Les Olympiades, c’est un ensemble de tours impersonnelles poussé au mitant des années 70 en lieu et place de feu la gare des Gobelins et qui domine le 13e arrondissement de Paris : une représentation possible du paradoxe de la densification (on entasse les gens sur 35 étages, par paquets de 250 à 400 logements) et de l’isolement urbains. Au siècle dernier, Alain Souchon – la référence risque de ne pas dire grand chose aux spectateurs qui ont l’âge des héros du film – en avait fait une jolie chanson triste au titre programmatique et qui colle très bien au film, Ultra moderne solitude. Les tours de béton, un peu défraîchies, surplombent la vaste dalle triangulaire bordée par la rue de Tolbiac et l’avenue d’Ivry, ses commerces, ses simili-pagodes, au beau milieu du « Chinatown » de Paris. Ce petit périmètre, amoureusement filmé dans un superbe noir et blanc – très élégant, très sobre – semble être à Jacques Audiard ce que fut Manhattan pour Woody Allen. Dans ce décor unique, il déploie son petit théâtre, sensuel et cruel, drôle parfois, des jeux de l’amour, du désir et du hasard au XXIe siècle.

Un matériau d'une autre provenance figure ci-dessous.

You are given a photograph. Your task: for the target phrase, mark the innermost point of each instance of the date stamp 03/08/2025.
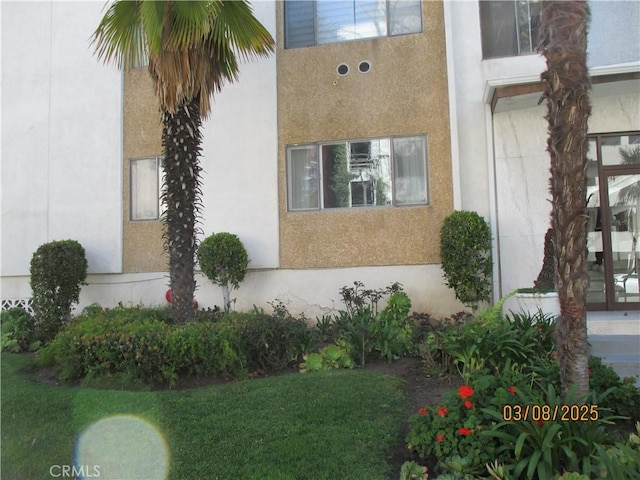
(546, 413)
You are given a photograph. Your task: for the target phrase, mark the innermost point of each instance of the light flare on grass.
(123, 446)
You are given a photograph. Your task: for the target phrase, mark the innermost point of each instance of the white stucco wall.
(502, 163)
(522, 173)
(312, 292)
(61, 136)
(240, 153)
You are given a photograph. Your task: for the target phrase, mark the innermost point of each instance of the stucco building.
(334, 160)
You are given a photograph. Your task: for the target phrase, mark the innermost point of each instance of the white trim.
(493, 205)
(494, 83)
(453, 109)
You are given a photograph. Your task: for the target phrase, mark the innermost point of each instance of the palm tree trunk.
(563, 42)
(181, 139)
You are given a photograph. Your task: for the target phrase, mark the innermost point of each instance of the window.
(509, 27)
(146, 182)
(320, 22)
(361, 173)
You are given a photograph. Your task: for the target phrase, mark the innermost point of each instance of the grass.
(325, 425)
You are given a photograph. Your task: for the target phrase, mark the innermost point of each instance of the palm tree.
(563, 42)
(193, 49)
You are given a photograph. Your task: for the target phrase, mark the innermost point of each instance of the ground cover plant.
(142, 345)
(506, 364)
(325, 425)
(498, 364)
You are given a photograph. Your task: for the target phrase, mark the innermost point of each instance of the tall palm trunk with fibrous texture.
(563, 42)
(193, 49)
(181, 141)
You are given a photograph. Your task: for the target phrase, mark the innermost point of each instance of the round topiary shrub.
(465, 252)
(58, 269)
(224, 261)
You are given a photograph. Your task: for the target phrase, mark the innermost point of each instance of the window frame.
(388, 26)
(489, 25)
(159, 187)
(320, 180)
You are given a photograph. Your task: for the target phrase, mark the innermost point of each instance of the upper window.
(146, 184)
(317, 22)
(362, 173)
(509, 27)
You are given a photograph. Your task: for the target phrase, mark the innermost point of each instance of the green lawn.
(333, 425)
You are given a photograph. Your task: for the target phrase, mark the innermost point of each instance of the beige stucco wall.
(404, 93)
(143, 245)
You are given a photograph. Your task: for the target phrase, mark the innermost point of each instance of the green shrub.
(142, 347)
(330, 357)
(623, 397)
(367, 331)
(58, 269)
(465, 252)
(18, 330)
(224, 261)
(621, 460)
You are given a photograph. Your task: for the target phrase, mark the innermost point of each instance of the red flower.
(465, 391)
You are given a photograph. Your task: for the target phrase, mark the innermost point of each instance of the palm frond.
(120, 37)
(236, 25)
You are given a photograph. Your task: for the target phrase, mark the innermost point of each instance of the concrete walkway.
(615, 336)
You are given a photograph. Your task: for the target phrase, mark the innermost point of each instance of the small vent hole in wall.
(342, 69)
(364, 67)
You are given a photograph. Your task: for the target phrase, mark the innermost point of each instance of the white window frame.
(157, 186)
(522, 21)
(320, 181)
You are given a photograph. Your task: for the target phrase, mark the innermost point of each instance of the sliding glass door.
(613, 208)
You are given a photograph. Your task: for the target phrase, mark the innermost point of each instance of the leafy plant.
(138, 344)
(538, 445)
(465, 252)
(412, 471)
(270, 342)
(330, 357)
(18, 330)
(224, 260)
(546, 280)
(58, 269)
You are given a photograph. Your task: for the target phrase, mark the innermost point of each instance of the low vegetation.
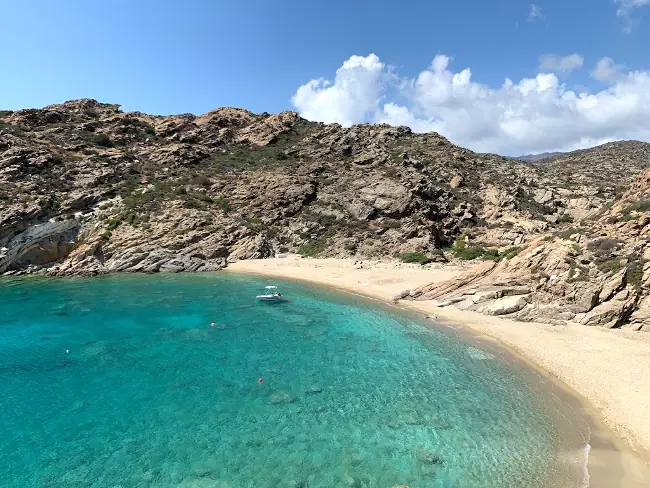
(414, 257)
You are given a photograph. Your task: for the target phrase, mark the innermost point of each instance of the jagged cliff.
(595, 274)
(88, 189)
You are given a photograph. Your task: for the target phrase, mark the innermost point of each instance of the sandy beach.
(608, 369)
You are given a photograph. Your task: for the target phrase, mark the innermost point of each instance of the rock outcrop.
(88, 189)
(595, 275)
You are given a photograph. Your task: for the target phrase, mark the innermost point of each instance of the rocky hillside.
(88, 189)
(595, 274)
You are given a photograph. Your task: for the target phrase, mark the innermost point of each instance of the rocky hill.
(88, 189)
(596, 274)
(531, 158)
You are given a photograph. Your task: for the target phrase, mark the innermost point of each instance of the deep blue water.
(352, 394)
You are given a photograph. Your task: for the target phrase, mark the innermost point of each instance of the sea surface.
(122, 381)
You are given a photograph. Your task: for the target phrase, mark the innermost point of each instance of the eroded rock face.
(184, 193)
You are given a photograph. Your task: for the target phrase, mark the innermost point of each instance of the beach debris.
(281, 397)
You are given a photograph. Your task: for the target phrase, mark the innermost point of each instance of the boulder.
(505, 305)
(609, 314)
(613, 285)
(253, 247)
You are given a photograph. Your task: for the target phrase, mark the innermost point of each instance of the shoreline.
(563, 355)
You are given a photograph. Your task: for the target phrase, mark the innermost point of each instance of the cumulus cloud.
(353, 96)
(625, 6)
(535, 13)
(527, 116)
(625, 12)
(551, 62)
(607, 70)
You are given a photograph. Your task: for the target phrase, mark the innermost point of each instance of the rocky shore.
(86, 189)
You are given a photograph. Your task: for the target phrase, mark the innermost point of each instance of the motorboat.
(270, 294)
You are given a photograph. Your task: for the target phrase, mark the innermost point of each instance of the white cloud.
(607, 70)
(625, 12)
(535, 13)
(528, 116)
(352, 97)
(551, 62)
(627, 5)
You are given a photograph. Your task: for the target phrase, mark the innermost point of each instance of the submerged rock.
(281, 397)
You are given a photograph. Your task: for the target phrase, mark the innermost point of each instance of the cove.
(121, 381)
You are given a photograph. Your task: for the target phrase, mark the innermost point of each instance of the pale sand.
(610, 369)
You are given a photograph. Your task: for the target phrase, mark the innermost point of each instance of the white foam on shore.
(585, 466)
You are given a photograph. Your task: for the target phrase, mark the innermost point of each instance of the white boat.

Émilie, étudiante précaire et délurée à Sciences Po, en questionnement communautaire, tombe malencontreusement amoureuse de Camille, son colocataire dans l’appart qui appartient encore à sa grand-mère, immigrée chinoise. Camille, prof sous-payé, sous-employé, se propose de lâcher l’Éducation Nationale pour tâter du boulot de commercial en agence immobilière et rencontre Nora. Nora qui, à la suite d’une humiliation, vient d’envoyer au diable ses études de droit (à Tolbiac) et essaie de rentrer en contact avec Amber Sweet, une « cam-girl » qui lui ressemble étrangement. Ils sont jeunes, pas vilains, ils se cherchent, se trouvent, se touchent ; ils se défont, se jalousent, se consolent, se fuient et se retrouvent… Ils sont à l’image des Olympiades, ce « quartier de mélanges » : ils viennent d’horizons sociaux, culturels, ethniques très différents, et ce n’est jamais un sujet. De jeunes adultes qui sont non pas « déclassés » comme le cinéma français aime souvent à les raconter, mais « pas encore classés ». Qui cherchent leur place dans la société, qui peinent en parallèle à s’apprivoiser et ont un rapport désorienté à des sentiments (pesants, paralysants) qu’ils s’efforcent de déconnecter de leurs relations charnelles (légères, vives, amusées). Ils sont amis, pafois amants, souvent les deux… Et on les regarde avec un bonheur pimenté tour à tour d’un peu de joie ou de tristesse, évoluer à tâtons dans les méandres de leur marivaudage moderne.
Avec ce film solaire, à mi-chemin entre la comédie sentimentale (on rit souvent, et de bon cœur) et le mélodrame, Jacques Audiard fait prendre un nouveau virage, à 180° à son cinéma. Lui offre une cure de jouvence. Le revivifie. Au diable cette fois les scénarios aux intrigues solidement ficelées, les stars de cinéma et les mises en scène millimétrées : Les Olympiades est un film en liberté, élégant mais sans affèteries, qui fait la part belle à un quarteron d’acteurs à peu près inconnus, extraordinaires de fraîcheur et de sincérité. Aux côtés de Lucie Zhang et Makita Samba, radieuses découvertes, la seule connue, Noémie Merlant (vue entre autres dans Le Portrait de la jeune fille en feu de Céline Sciamma, ici co-scénariste), est magnifique. Avec beaucoup de douceur et de générosité, le film les conduit dans l’apprivoisement du sentiment amoureux à l’ombre des tours, qui perdent de leur froideur impersonnelle au fur et à mesure que les cœurs se réchauffent. C’est une formidable réussite.